What is Data Mining?

Data mining is an integrated application in the Data Warehouse and describes a systematic process for pattern recognition in large data sets to identify conclusions and relationships. Using statistical methods, or genetic algorithms, data files can be automatically searched for statistical anomalies, patterns or rules.

Wikipedia defines Data Mining as “Data mining is an interdisciplinary subfield of computer science. It is the computational process of discovering patterns in large data sets involving methods at the intersection of artificial intelligence, machine learning, statistics, and database systems. The overall goal of the data mining process is to extract information from a data set and transform it into an understandable structure for further use.”

Data mining is a new approach to data:

  • Data Mining is not a simple use of statistical formulas.
  • Data Mining is part of a key process to collect and use data.
  • Data Mining is not just Excel spreadsheets with simple fields
  • Data Mining is a recovery of data by computer and statistical techniques.

What are the practical applications with Data Mining?

  • Automated prediction of trends and behaviors
  • Automated discovery of unknown models

Data Mining is said to be the 8 Data Analysis Techniques Every Manager Should Understand: 

  • Correlation Analysis
  • Regression Analysis
  • Data Visualization
  • Scenario Analysis
  • Data mining
  • Monte Carlo Simulation
  • Neural Networks
  • A/B Testing

What are the data mining parameters?

  • Association - the search for patterns in which an event is connected to another event;
  • Sequence or path analysis - looking for patterns where one event to another, later event leads;
  • Classification - the search for new patterns (which leads eventually to the fact that the nature of changes, how the data is organized);
  • Clustering - finding and visual documentation of previously unknown facts groups;
  • Prediction - discovering patterns in data that can lead to meaningful predictions about the future (the area of data mining is also called predictive analytics refers).

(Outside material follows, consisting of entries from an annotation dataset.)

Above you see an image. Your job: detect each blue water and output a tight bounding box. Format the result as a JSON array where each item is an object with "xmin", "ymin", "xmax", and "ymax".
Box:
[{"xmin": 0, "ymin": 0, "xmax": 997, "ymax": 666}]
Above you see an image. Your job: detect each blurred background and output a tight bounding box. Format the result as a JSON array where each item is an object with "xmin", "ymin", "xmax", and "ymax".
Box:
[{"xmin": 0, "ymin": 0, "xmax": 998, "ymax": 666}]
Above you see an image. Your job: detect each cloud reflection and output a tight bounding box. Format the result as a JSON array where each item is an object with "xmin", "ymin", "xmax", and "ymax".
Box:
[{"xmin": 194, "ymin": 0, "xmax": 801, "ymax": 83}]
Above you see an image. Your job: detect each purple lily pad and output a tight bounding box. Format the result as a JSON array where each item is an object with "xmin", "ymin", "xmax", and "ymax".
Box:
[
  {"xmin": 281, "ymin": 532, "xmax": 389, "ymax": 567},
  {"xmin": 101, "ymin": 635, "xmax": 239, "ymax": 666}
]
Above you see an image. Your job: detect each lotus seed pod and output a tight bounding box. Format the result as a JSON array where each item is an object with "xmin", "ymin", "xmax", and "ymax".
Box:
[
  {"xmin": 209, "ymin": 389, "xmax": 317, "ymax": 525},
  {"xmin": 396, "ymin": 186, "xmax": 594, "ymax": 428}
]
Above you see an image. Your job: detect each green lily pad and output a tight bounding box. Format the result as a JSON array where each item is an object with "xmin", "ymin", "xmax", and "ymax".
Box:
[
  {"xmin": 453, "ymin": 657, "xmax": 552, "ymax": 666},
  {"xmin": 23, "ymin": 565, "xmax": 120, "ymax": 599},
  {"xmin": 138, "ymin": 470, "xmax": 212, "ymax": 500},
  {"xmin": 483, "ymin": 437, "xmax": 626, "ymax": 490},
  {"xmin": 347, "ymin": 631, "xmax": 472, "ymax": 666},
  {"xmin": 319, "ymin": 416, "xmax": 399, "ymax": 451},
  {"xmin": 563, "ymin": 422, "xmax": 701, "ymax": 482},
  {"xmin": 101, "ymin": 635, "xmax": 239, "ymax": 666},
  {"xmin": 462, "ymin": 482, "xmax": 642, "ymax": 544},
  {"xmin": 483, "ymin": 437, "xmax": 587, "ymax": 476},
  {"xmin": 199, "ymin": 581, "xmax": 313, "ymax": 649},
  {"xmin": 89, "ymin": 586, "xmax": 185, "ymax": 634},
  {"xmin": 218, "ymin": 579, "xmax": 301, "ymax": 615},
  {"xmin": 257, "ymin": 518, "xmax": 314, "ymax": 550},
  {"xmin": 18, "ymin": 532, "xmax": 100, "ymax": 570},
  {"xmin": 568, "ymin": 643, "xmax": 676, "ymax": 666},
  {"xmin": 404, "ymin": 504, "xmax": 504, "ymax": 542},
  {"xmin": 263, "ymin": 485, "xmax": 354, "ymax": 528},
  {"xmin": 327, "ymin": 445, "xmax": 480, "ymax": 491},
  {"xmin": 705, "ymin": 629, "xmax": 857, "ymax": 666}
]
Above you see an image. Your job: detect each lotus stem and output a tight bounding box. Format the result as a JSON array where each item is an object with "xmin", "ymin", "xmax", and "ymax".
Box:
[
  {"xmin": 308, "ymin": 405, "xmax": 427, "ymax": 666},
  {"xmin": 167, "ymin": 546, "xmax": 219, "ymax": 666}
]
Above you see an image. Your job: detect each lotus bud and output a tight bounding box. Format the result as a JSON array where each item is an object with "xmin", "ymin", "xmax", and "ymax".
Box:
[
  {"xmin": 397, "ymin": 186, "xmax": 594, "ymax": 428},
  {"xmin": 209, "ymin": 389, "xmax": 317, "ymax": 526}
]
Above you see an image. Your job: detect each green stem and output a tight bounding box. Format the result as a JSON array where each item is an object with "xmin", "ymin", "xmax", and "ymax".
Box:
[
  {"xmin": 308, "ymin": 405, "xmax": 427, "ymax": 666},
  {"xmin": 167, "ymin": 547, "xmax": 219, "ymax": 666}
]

What is Predictive Analytics?

According to Wikipedia, “Predictive analytics encompasses a variety of statistical techniques from predictive modeling, machine learning, and data mining that analyze current and historical facts to make predictions about future or otherwise unknown events.”

What’s behind Predictive Analytics?

Prerequisite for Predictive Analytics is the collection of large, partly unstructured data from different sources. The combination of different data sources such as weather, traffic and social media data, enriched by internal data is particularly important.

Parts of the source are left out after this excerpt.